WJHG-TV (channel 7) is a television station in Panama City, Florida, United States, affiliated with NBC. It is owned by Gray Media alongside low-power dual CBS/MyNetworkTV affiliate WECP-LD (channel 21). The two stations share studios on Front Beach Road/SR 30 in Panama City Beach; WJHG-TV's transmitter is located on SR 20 in unincorporated Youngstown, Florida.

WJHG went on the air December 1, 1953, as WJDM-TV; it was owned by local businessman J. D. Manley. The station became known by many people as "Wait Just a Darn Minute" (a play on its call letters) because it would frequently go off the air with technical problems.[citation needed]

At first, WJDM-TV aired local programming such as church services and wrestling and operated as an independent station before securing a primary affiliation with NBC and secondary affiliations with CBS and ABC. Mel Wheeler purchased the station in 1957, and in 1960, James Harrison Gray, the founder of Gray Communications (now Gray Media) bought the station and changed the call letters to the current WJHG-TV after his initials. It was the second television station in Gray's portfolio, after WALB-TV in Albany, Georgia.

WJHG dropped CBS in the 1960s after WTVY in Dothan, Alabama, became the default CBS affiliate for Panama City as well. That station's transmitter (in Bethlehem, Florida) is technically located in the Panama City media market, even though its primary coverage area is the Wiregrass Region of southeastern Alabama. On August 1, 1972, WJHG, along with then-sister station KTVE in El Dorado, Arkansas, switched its primary affiliation to ABC, leaving the area without a primary NBC affiliate until WDTB (now WMBB) began in 1973 as the NBC affiliate. In 1982, WMBB and WJHG switched networks; WJHG returned to NBC.

In 1998, WJHG was almost sold when the Phipps family sold WCTV in Tallahassee to Gray Communications. Gray would have been forced to seek a waiver from the Federal Communications Commission (FCC) to keep both WJHG and WCTV under pre-1996 ownership rules because WJHG's grade B signal covers the extreme western parts of the Tallahassee market. The 1996 Telecommunications Act allowed for overlapping fringe signals, so Gray was able to keep both stations. Instead, Gray ended up selling its then-flagship station, WALB-TV in Albany, Georgia, because its city-grade signal overlapped that of WCTV's in the southwestern Georgia portion of the Tallahassee market. Even after the 1996 reforms, the FCC was not willing to even consider a waiver for a city-grade overlap. From 1998 to 2006, despite WPCT being a UPN affiliate until 2001, WJHG began airing UPN programming on a secondary basis, airing UPN programs in the late hours. This would continue until UPN and The WB merged operations in 2006 to form The CW, despite Panama City once again gaining its own UPN station when WBIF switched to UPN from Pax in 2004.

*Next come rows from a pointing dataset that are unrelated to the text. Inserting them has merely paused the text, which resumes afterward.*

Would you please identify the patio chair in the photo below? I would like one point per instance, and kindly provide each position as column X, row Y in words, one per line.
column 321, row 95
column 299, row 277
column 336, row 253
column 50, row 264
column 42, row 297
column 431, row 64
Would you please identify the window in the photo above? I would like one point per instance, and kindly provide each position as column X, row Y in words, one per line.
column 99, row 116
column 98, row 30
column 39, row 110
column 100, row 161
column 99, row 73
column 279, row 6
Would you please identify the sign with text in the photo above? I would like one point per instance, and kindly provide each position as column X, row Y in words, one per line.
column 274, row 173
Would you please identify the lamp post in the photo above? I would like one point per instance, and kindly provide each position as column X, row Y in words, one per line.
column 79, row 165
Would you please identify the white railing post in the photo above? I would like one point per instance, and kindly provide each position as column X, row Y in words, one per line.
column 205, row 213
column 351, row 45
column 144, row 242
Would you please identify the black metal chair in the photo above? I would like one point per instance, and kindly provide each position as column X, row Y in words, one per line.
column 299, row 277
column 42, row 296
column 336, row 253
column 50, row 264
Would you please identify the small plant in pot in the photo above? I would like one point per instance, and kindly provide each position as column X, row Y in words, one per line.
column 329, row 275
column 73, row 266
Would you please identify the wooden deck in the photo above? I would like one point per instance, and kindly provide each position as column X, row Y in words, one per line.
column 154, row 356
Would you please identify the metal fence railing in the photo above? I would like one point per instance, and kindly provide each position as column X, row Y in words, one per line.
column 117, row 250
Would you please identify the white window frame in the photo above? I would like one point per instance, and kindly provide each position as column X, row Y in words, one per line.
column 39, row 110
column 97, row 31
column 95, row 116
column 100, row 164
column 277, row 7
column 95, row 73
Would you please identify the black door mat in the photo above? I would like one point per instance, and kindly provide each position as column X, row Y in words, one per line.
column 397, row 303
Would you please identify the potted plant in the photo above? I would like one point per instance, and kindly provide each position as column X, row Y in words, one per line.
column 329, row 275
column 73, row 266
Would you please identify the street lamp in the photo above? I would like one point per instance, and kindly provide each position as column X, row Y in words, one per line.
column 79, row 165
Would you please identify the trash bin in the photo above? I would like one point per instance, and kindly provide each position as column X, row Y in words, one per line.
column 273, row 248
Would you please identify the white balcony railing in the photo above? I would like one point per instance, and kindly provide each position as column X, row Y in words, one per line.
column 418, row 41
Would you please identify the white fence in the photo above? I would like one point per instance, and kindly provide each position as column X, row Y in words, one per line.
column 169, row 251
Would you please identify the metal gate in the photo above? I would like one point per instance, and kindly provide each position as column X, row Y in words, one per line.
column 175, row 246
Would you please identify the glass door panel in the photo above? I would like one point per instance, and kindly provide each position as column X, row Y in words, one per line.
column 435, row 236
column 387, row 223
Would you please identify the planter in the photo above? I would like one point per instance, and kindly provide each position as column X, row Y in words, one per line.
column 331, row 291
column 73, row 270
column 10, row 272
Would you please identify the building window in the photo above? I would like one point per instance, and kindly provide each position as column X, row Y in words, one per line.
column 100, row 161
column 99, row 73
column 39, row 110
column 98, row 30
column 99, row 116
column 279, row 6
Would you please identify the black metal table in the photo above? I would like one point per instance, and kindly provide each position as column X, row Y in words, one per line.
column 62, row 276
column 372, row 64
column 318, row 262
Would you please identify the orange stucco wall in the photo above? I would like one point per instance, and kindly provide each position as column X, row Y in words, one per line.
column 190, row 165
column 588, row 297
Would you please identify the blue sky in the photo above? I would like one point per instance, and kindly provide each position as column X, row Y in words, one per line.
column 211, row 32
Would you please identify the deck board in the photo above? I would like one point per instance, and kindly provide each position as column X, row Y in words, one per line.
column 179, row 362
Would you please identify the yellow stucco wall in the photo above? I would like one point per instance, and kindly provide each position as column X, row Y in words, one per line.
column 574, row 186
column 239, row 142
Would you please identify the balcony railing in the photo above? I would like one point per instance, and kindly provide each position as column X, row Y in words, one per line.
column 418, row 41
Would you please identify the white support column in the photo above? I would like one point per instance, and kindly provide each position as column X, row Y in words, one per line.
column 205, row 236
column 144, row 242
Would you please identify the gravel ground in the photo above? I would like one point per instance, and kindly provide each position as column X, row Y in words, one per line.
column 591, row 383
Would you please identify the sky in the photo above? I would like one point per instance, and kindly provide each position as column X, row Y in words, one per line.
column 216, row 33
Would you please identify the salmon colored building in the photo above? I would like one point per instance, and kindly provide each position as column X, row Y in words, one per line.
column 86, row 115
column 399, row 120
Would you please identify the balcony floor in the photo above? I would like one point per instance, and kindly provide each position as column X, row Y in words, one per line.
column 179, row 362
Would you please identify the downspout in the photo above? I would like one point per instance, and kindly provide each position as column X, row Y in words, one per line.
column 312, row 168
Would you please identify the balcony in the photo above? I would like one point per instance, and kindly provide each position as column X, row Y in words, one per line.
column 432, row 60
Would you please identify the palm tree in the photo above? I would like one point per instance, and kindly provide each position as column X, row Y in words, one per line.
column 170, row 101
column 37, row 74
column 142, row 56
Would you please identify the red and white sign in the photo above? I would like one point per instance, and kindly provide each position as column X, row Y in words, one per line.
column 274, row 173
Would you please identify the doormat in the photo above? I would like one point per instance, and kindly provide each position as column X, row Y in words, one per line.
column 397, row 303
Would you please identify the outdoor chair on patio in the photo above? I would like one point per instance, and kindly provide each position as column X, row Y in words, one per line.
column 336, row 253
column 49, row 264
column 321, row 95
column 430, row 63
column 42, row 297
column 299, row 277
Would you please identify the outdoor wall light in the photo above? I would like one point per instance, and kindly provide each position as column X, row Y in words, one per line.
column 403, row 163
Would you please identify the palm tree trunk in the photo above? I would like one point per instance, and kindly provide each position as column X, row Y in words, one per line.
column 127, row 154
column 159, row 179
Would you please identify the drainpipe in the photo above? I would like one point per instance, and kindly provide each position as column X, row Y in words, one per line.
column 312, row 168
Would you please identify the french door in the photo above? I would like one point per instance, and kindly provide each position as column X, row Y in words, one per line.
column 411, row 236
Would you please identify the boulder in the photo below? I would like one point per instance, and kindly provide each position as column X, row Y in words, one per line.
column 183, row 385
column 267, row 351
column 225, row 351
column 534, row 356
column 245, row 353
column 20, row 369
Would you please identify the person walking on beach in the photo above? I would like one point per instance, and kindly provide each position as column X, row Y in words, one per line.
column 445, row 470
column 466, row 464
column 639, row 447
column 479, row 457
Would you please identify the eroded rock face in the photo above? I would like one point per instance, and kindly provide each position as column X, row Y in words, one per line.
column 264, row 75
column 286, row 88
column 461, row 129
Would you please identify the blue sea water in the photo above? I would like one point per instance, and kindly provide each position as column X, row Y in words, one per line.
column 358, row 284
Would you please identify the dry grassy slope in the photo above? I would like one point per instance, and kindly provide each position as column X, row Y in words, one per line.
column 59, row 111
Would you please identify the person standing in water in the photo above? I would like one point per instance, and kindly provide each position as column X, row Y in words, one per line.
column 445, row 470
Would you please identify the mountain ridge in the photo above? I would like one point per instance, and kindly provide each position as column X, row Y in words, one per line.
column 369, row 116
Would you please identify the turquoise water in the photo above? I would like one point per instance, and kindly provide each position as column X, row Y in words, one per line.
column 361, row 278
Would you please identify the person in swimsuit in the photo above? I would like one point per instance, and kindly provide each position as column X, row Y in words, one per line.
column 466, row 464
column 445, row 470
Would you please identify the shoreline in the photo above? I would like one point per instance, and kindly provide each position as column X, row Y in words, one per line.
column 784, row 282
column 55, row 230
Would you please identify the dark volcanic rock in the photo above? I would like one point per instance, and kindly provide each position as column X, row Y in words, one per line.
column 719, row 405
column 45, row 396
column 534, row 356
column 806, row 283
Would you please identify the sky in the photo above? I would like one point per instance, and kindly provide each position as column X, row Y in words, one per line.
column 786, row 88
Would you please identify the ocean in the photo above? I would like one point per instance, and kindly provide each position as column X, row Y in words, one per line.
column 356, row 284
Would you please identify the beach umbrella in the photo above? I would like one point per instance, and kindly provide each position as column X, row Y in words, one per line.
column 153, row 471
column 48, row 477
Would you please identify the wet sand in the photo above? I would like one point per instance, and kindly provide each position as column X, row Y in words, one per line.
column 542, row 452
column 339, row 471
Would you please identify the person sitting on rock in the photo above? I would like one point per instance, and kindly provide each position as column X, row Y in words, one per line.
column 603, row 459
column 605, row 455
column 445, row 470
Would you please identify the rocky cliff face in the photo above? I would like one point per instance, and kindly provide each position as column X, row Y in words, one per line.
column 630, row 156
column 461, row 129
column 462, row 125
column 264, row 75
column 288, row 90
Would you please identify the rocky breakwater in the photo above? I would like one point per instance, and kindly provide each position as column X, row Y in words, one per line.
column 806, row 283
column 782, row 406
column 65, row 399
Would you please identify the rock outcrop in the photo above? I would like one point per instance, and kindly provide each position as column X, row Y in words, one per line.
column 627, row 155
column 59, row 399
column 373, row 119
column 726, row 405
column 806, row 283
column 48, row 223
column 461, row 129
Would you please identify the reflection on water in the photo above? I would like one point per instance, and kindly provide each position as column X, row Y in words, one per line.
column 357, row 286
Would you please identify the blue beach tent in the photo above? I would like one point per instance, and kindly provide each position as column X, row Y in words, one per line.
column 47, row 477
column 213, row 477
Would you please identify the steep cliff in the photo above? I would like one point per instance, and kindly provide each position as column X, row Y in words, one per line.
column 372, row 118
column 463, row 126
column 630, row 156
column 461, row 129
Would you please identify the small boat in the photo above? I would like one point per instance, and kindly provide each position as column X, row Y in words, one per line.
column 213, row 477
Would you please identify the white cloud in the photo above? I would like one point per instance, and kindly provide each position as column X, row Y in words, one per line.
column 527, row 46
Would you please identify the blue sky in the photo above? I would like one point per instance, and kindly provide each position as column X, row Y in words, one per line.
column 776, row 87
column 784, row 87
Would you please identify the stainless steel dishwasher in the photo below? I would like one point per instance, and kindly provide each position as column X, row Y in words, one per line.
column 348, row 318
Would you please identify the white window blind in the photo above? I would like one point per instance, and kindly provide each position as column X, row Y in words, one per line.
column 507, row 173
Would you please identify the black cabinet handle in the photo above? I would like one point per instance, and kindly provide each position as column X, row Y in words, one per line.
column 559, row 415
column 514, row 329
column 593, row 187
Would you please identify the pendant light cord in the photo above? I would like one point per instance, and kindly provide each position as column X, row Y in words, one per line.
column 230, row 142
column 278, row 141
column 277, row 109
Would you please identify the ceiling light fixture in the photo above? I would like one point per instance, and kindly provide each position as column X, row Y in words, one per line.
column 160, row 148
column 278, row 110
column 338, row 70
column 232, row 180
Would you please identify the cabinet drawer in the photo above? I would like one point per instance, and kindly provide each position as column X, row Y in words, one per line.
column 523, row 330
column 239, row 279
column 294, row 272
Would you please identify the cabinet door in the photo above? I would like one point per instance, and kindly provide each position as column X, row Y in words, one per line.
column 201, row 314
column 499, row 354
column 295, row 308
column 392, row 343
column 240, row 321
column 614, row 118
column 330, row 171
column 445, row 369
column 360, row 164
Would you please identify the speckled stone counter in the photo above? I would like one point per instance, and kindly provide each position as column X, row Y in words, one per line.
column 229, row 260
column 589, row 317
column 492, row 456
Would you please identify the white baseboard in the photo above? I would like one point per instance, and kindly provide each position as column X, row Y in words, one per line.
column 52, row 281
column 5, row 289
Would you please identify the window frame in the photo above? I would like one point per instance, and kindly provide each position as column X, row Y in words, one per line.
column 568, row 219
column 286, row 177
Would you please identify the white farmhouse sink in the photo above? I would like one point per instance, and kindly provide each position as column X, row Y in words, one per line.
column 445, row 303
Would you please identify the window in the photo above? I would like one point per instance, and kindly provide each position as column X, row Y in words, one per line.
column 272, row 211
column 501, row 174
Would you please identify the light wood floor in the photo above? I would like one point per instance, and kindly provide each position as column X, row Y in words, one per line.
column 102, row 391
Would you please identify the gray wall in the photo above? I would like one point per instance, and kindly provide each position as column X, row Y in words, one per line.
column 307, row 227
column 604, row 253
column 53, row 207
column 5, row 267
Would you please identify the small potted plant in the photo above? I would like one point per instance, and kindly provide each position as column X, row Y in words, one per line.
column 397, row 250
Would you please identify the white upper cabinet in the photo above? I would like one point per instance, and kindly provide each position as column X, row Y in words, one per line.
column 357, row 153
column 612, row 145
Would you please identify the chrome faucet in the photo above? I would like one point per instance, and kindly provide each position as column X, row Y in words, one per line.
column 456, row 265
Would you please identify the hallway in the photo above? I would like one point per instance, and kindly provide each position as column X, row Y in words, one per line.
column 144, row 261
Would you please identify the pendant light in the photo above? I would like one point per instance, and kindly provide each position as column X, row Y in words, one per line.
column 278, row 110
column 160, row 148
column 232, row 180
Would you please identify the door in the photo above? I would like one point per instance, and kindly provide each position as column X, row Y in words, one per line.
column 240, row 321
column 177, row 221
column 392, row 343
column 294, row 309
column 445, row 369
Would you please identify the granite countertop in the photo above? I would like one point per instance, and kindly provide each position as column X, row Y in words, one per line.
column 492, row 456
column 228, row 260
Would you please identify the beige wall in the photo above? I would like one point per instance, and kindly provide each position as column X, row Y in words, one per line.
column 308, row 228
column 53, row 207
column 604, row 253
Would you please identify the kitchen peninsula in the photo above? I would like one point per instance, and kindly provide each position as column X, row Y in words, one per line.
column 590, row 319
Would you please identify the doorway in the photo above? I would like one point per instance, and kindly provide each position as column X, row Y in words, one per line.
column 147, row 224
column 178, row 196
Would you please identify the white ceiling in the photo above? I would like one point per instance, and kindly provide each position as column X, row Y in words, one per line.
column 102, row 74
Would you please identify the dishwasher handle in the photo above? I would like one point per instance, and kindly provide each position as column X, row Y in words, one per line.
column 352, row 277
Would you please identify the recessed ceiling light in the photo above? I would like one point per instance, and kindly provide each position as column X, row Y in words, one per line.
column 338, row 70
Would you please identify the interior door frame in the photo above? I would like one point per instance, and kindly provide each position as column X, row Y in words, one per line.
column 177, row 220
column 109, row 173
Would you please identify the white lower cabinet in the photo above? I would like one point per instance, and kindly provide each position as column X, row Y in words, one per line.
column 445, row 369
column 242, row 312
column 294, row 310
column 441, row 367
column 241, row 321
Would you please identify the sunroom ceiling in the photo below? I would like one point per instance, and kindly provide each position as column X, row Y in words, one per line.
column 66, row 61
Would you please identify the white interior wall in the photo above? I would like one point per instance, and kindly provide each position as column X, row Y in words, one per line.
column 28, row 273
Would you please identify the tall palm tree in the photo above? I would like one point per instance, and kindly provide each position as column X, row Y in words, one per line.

In 2002, Gray bought most of Benedek Broadcasting's stations. This included WTVY, whose transmitter provides a signal that covers all the way from Fort Walton Beach, Florida, to Troy, Alabama. By this time, signal contours were no longer an issue and Gray could keep both stations. Since both stations had traditionally been available on cable in both the Dothan and Panama City area, and have the same ownership, WJHG has run WTVY stories that take place in those parts of northwestern Florida that are in northern part of the Panama City market. Meanwhile, WTVY has run WJHG stories focusing on Panama City and the coast. Sometimes, WTVY will run its own stories on Panama City but WJHG did not cover Dothan at all (Southeastern Alabama's default NBC affiliate was WSFA from Montgomery). Gray launched low-powered WRGX-LD as a Dothan-based NBC affiliate on June 1, 2013, ending WJHG's availability in the Dothan market.

Gray twice acquired other companies that owned Panama City-area television stations, selling them off to retain WJHG-TV and WECP-LD. In 2014, it acquired most of Hoak Media, owner of ABC affiliate WMBB; that station was spun off to Nexstar Broadcasting Group. When Gray acquired Raycom Media in 2019, it spun off Fox affiliate WPGX (channel 28) to Lockwood Broadcast Group.

The station used a "Circle 7" logo as far back as the 1950s without objection from ABC, pre-dating the introduction of the now-common variation to its owned stations in 1962. At some point, however, the network trademarked said logo for exclusive use by its owned-and-operated stations that shared the channel 7 dial position in several major television markets across the nation, with some channel 7 ABC affiliates also directly licensing the logo. In 1982, when Gray Communications switched WJHG's network affiliation to NBC, ABC ordered WJHG to cease using the logo. Station manager Ray H. Holloway produced archival film and still photographs that showed the local station had been using the "Circle 7" logo longer than the network.